Both LSU and the Saints won! Yay! We have yet to learn where the Saints are going to play. They're still trying to get Tiger Stadium.
Friday night my stitching group had PMS night (pizza munchies and snacks). I got there late, but it was a really good time. I really needed it since I haven't gone in about 2 weeks. As this was the first time we've met since Katrina, there was a lot of discussion about how it's changed things, and what we were thinking about the situation out of New Orleans. We had an "evacuee", I probably shouldn't name her, with us, it was nice to have that additional perspective. I just can't say what this group of ladies means to me. It's just so nice to have a group of people who share my love of stitching and are engaged enough in current events to have good logical discussions (even though most of our talk is not so heavy).
(Interesting, there was a National Guardsman on the radio just now who was on guard in the Superdome during and after the hurricane and he said that the situation in the Superdome is not what it was being portrayed...he said that there weren't any murders and no confirmed rapes...which is interesting since that's what is being said after the Convention Center debacle too...you wouldn't know that by the National Media though. He also said he was shocked at the people's utter inability to take care of themselves.)
My feelings that this disaster will in the end maybe be a good thing for the children of New Orleans was further confirmed. The "evacuee" was a retired school teacher and she said that in her opinion generations of New Orleans kids were being taught to stay ignorant and dependent on the government. She's hoping that by getting all these kids into schools in all over the country it will give them a different perspective and hopefully raise them out of that mentality of needing the government to take care of you.

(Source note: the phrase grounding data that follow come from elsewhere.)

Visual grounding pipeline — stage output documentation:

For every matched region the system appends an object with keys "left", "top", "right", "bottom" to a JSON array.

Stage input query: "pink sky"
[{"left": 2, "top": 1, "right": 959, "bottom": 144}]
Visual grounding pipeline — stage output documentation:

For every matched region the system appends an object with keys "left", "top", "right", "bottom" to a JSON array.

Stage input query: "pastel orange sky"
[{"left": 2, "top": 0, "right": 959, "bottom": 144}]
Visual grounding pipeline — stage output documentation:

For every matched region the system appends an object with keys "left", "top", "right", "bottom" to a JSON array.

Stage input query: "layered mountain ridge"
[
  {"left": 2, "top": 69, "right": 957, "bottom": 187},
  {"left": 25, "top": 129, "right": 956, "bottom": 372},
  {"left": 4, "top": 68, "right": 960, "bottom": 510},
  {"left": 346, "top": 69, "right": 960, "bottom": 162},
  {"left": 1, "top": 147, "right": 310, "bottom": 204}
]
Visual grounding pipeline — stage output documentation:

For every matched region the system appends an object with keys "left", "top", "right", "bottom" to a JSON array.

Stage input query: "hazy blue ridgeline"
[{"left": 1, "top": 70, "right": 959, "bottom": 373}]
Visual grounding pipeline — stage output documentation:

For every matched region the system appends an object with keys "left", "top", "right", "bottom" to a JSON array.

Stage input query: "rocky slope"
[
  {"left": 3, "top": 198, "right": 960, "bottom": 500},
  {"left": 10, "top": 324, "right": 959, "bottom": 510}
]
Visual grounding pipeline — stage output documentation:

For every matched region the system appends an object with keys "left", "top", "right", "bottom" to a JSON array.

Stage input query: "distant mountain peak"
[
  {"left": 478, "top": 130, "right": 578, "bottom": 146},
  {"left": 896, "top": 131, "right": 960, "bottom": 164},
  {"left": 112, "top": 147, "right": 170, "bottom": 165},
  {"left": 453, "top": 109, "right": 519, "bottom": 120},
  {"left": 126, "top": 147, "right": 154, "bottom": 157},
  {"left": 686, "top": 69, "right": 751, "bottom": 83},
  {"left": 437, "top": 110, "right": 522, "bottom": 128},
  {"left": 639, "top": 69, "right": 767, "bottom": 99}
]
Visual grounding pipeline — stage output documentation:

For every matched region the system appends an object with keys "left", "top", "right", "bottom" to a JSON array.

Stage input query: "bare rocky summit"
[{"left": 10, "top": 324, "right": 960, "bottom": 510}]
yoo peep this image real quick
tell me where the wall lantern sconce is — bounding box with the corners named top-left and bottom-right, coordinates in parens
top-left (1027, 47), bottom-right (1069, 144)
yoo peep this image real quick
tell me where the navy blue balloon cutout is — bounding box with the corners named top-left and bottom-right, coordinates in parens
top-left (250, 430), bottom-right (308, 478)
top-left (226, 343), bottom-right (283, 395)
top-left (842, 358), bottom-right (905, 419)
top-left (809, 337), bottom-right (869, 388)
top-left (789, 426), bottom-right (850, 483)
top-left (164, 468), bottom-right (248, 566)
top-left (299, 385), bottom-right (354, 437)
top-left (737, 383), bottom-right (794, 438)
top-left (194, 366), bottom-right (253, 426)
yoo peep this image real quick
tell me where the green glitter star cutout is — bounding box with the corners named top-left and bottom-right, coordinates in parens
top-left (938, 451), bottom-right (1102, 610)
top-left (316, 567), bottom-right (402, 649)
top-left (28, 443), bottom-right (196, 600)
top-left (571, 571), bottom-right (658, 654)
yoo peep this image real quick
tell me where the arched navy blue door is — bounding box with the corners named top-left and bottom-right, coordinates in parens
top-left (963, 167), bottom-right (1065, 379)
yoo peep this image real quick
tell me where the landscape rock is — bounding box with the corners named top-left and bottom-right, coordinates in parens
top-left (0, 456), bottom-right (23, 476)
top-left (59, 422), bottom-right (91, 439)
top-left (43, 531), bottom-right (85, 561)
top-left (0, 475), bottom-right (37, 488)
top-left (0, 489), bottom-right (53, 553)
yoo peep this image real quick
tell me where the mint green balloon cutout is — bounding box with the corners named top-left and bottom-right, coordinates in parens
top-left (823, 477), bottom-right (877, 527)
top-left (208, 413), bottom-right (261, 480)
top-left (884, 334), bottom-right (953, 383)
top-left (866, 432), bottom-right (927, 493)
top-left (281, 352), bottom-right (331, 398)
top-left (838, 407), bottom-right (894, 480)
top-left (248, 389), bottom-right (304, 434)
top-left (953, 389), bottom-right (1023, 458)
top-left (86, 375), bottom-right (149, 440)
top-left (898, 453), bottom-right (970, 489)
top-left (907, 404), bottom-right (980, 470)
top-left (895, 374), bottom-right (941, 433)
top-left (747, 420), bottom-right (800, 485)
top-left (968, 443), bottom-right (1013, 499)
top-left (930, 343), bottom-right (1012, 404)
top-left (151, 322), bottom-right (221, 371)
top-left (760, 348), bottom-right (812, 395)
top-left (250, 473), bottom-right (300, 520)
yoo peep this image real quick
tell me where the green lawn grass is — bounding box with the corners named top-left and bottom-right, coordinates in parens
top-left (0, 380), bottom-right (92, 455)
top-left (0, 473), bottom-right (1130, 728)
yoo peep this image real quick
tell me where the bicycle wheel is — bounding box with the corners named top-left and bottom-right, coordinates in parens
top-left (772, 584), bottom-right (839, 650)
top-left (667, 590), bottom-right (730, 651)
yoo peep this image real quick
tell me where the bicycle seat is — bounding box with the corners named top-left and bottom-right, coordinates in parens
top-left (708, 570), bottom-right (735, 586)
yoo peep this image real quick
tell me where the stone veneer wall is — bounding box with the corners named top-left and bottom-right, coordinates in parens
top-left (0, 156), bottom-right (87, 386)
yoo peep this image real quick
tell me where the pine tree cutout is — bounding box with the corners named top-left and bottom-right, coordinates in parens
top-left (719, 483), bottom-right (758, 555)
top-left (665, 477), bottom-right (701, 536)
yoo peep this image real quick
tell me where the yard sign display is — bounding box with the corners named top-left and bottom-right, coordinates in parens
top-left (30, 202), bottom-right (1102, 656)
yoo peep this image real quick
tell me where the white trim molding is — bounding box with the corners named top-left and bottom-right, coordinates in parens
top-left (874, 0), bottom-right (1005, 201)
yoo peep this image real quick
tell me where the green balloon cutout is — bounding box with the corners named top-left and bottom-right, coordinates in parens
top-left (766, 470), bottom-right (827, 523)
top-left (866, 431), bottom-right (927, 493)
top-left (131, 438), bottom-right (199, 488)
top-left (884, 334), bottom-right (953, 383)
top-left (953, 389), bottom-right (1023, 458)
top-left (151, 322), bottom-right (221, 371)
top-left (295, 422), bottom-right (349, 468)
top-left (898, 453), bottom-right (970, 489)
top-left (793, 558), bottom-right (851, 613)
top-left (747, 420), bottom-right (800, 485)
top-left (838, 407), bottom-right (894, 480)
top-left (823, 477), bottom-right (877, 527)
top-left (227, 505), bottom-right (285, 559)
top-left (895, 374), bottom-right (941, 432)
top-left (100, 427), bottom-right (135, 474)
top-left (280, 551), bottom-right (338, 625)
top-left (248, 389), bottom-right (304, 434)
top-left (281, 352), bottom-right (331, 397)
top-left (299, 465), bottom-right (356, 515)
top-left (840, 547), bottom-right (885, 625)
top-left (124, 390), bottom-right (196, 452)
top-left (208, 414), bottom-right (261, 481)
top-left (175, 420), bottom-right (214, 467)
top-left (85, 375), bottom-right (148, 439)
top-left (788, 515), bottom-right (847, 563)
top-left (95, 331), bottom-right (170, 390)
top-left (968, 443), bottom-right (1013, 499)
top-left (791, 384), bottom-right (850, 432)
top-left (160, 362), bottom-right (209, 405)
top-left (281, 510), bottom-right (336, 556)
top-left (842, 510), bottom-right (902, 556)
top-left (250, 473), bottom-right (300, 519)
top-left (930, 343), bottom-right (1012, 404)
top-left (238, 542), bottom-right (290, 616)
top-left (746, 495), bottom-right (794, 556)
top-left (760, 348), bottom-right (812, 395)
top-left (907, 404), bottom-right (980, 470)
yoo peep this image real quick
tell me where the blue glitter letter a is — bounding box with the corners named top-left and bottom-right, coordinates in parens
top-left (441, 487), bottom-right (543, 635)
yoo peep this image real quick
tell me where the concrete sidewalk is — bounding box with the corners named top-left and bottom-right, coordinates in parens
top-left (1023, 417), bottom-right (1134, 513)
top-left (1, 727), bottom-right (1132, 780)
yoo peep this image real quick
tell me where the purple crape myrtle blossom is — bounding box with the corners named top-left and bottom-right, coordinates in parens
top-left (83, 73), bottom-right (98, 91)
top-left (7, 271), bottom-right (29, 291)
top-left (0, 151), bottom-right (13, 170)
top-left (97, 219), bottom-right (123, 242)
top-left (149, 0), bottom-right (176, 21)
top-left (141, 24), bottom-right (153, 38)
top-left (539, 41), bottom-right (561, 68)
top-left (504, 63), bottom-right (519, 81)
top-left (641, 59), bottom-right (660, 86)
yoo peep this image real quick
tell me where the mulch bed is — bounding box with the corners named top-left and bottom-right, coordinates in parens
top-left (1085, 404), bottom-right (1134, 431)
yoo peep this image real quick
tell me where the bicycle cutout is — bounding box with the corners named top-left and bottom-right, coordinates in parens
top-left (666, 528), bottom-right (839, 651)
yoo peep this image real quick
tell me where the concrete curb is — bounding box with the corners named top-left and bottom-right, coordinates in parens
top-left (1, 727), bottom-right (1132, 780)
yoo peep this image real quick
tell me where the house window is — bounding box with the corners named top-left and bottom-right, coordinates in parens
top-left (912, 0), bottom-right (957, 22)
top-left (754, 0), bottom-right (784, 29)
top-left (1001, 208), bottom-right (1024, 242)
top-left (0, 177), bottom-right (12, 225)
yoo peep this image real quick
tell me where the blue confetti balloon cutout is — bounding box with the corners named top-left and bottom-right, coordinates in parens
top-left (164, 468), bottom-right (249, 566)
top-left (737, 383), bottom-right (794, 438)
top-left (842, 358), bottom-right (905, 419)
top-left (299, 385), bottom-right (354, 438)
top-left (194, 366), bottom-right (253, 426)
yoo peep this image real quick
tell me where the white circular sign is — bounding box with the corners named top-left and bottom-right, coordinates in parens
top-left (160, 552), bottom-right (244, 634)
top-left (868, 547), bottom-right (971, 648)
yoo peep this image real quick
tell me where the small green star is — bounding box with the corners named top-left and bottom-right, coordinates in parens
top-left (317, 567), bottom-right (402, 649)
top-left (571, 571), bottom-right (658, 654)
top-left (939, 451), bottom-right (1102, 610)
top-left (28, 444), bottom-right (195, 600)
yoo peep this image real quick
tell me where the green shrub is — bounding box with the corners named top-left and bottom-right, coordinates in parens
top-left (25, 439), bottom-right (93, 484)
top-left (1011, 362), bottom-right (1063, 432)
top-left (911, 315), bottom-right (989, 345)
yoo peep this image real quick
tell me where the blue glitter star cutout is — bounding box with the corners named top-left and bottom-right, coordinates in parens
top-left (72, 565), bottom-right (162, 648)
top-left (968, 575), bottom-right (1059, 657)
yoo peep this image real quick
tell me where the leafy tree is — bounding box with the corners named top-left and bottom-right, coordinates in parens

It seems a lot of the discussion going on today is what are we going to do to help all these people, but at the same time, make them realize that they need to help themselves. A lot of people are trying to figure out where the line is, without sounding cruel. I know people are frustrated. One particular example was that the ASPCA was asking for volunteers to help take care of the animal evacuees that were being sheltered at Lamar-Dixon. One guy asked why the 2,000 human evacuees that were staying there couldn't handle doing something like that. And you have to wonder. The stores can't stay open here because they don't have the manpower to handle all the work that needs to be done (grocery stores shelves are emptied AS they're being stocked) and there are help wanted signs everywhere. I understand that a lot of people don't have transportation, but we do have public transportation here and I'd bet that if 100 people at the River Center wanted to work at Wal-Mart they'd provide transportation.
I was rather sad to see that the debit cards passed out to the evacuees are being abused. However, I can't say I was surprised to see it. You could tell from a mile away that was just going to be a bad idea. Let's see, rent an apartment so we have somewhere to live or a $800 purse...I can see how it would be a real dilemma.